# formica adhesive



## jaxonquad (Jan 26, 2011)

I'm making a work surface (on the TS) and i want it to be slick... i was originaly thinking some white formica (i believe that is the name) glued to my BBplywood top. 
1) any sugestions on an adhesive for this?

2) or should i use another material for the top (MDF, Chipboard...)

Thanks in advance.


----------



## jschaben (Apr 1, 2010)

jaxonquad said:


> I'm making a work surface (on the TS) and i want it to be slick... i was originaly thinking some white formica (i believe that is the name) glued to my BBplywood top.
> 1) any sugestions on an adhesive for this?
> 
> 2) or should i use another material for the top (MDF, Chipboard...)
> ...


I've always used Weldwood Contact cement, made by DAP. Stay away from the water based version. :smile:


----------



## Corbin3388 (Jan 22, 2011)

Dap weldwood (red lable) is fantastic but unforgiving if you don't know what your doing. Once the two pieces make contact that's it your done. 
Hybond (water base) looks milky sort of, works just as good and is more forgiving. 
I can post pics of stuff I've done if you would like so you can see I know what I'm talking about. If not then good luck

Sent from my iPhone using Wood Forum


----------



## cabinetman (Jul 5, 2007)

jaxonquad said:


> I'm making a work surface (on the TS) and i want it to be slick... i was originaly thinking some white formica (i believe that is the name) glued to my BBplywood top.
> 1) any sugestions on an adhesive for this?


Definitely solvent based contact cement.



jaxonquad said:


> 2) or should i use another material for the top (MDF, Chipboard...)
> 
> Thanks in advance.


The impact resistance of HPL (high pressure laminate...AKA Formica), depends on what it's glued to.
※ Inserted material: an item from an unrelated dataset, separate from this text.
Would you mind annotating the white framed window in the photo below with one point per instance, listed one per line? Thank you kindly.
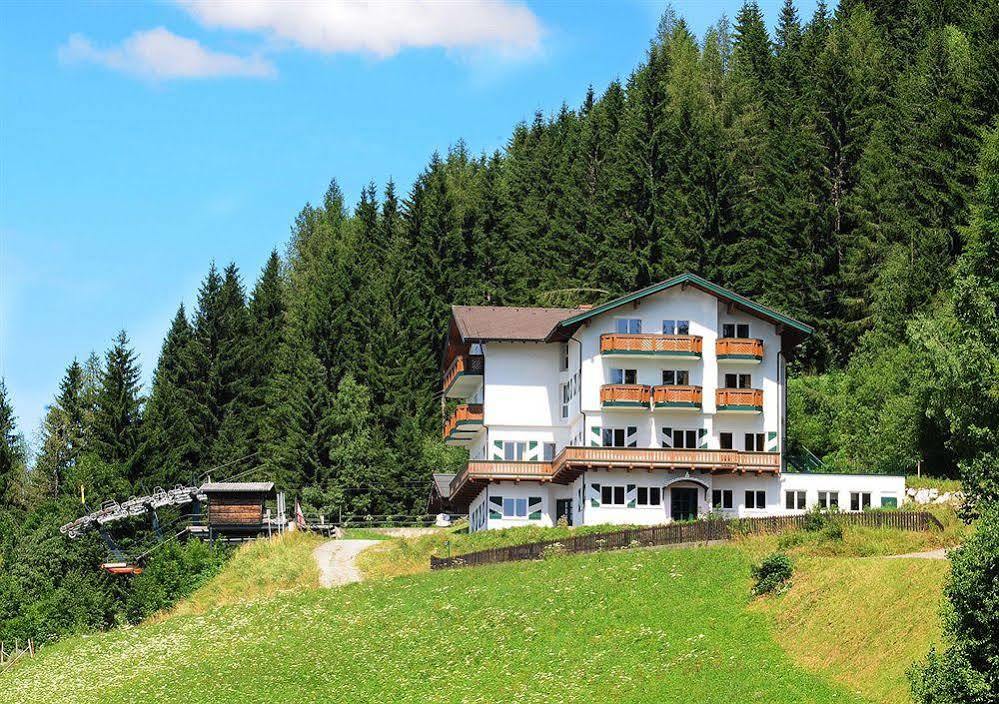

MDF, industrial particle board, or Melamine are more dense than plywoods, including BB. If all you have is BB plywood, that would work just fine.

FYI...HPL comes in two common thicknesses. For countertops, etc 1/16". For vertical applications, like cabinet sides, doors, etc., 1/32", AKA V32.

As for doing the laminating, I've posted this before:
_
I would recommend cutting the substrate to size first and the laminate separately. But, leave the laminate larger than the plywood...enough to rout off the edge. I leave 1/4" all around, but you might want to leave more. 

You can use a 60T carbide tipped blade to cut both, if you have only one blade. When cutting the laminate on the table saw, place a piece of 1/4" plywood or Masonite under the laminate against the fence. This keeps the laminate from sneaking under the fence or getting hung up on it.

Contact cement both the plywood and laminate, and you could use a 9" paint roller with an adhesive roller cover (sold at HD). When both surfaces are tacky dry...(you have at least 20-30 minutes for a coffee break using solvent based contact cement).

When ready to adhere the sheet, check both surfaces for any debris. Lay dowel rods (1/2" diameter) about 10"-12" apart to keep the sheet from sticking until you get it positioned. When you have equal overhang all around, gently slide the center dowel out, and press down on the sheet. Then from the center out, pull out the dowels and work the sheet down by pressing down. This forces out air pockets. 

When the sheet is completely down, use a block of wood (like a 12" 2x4) on edge using the 90 degree edge with a lot of pressure to press down the laminate. You could also use a block of wood and a hammer and pound it down. A "J" roller is made for rolling down laminate, but I'm trying to keep your expenses minimal. Then use a router with a flush trim bit and rout off the overhang.

*NOTE* - If you are going to laminate the edges, most of the time they get laminated first._












 







.


----------



## rrich (Jun 24, 2009)

jschaben said:


> I've always used Weldwood Contact cement, made by DAP. Stay away from the water based version. :smile:


Yes, the RED label can. The green or water based stuff is about useless. 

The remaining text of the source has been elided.